Genome study maps out optimistic future for California condors

Once driven to near extinction by hunting and habitat loss, the California condor appears to be making an impressive recovery. Numbers dwindled to just 22 animals in the wild 40 years ago, but today their number has grown to about 500. What’s more, a new study from UC Berkeley finds that the rebounded population exhibits high genetic diversity, a promising sign for its long-term survival. 

When numbers of species drop to extremely low levels, limited genetic diversity can make it harder for the species to grow in a healthy manner and adapt to environmental challenges. 

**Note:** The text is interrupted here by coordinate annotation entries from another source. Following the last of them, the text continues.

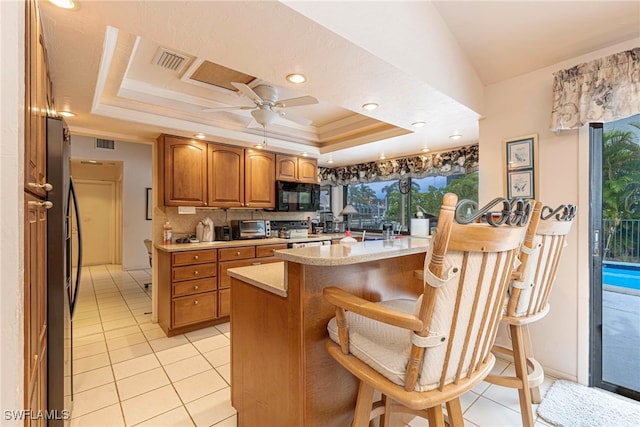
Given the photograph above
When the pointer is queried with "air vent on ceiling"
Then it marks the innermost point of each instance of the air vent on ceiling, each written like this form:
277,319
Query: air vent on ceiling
105,144
170,60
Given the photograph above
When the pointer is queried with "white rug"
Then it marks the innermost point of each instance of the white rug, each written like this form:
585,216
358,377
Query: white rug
569,404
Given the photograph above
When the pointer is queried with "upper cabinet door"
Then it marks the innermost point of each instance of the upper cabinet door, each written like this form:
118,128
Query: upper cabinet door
260,185
226,176
185,172
286,167
307,170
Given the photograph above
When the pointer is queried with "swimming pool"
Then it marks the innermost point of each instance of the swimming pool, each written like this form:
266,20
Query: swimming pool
621,275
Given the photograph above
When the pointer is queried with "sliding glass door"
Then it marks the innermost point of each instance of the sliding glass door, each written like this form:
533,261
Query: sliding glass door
615,255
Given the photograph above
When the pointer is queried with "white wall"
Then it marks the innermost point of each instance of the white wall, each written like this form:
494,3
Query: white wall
12,211
522,106
136,177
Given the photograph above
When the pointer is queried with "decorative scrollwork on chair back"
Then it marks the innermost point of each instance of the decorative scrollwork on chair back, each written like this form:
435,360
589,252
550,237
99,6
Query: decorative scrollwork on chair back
562,212
514,212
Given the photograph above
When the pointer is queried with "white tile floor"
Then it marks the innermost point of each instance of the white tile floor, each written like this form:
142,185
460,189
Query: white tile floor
128,373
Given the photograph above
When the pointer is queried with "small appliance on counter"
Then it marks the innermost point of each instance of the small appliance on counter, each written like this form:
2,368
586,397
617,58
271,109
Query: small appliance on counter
250,229
292,229
222,233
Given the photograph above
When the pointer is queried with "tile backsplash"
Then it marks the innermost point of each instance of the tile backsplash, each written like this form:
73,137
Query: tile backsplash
185,224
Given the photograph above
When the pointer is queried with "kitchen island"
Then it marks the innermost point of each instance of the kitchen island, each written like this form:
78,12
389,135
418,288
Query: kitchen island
281,374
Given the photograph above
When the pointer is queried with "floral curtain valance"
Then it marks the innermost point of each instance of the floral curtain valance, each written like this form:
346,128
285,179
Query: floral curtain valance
603,90
461,160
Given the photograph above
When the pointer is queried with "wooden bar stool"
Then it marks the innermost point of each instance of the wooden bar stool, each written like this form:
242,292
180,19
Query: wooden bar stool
421,354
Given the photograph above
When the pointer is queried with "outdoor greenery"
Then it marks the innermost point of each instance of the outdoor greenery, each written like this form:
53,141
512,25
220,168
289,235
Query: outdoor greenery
373,211
621,192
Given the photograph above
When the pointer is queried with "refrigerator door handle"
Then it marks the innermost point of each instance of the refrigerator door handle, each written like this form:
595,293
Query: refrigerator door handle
72,195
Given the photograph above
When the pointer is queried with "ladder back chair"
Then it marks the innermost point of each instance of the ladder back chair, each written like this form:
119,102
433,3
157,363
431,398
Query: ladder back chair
421,354
528,300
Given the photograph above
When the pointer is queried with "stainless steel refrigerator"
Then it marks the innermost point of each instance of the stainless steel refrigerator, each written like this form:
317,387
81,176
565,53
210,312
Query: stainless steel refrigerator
62,280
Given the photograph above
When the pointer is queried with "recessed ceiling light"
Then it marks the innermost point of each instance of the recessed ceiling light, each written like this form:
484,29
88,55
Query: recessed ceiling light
297,78
65,4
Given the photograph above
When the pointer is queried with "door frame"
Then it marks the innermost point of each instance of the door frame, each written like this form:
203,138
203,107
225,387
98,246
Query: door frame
596,247
117,236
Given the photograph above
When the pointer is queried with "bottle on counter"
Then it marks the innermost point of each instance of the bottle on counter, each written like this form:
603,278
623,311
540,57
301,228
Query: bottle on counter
168,232
347,239
200,231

To come to their genetic diversity conclusion, the researchers compared the complete genomes of two California condors with those of an Andean condor and a turkey vulture. This is the first study to begin to quantify diversity across the entire California condor genome, and the researchers state that the continued diversity is likely due to the bird’s abundance in the past. 

Although the species is called the California condor, when estimating the condor’s historical population, the researchers found that the bird could likely be found across the entire US in numbers up to the tens of thousands a million years ago. 

These strong diversity findings are good news for the continued growth of healthy condor populations. Lead study author Jacqueline Robinson said, “[Condors] have this legacy of high genetic diversity from their former abundance, so I think there is a chance that we could manage the population going into the future to maintain the genetic diversity they have now and not have any further losses,” Robinson said.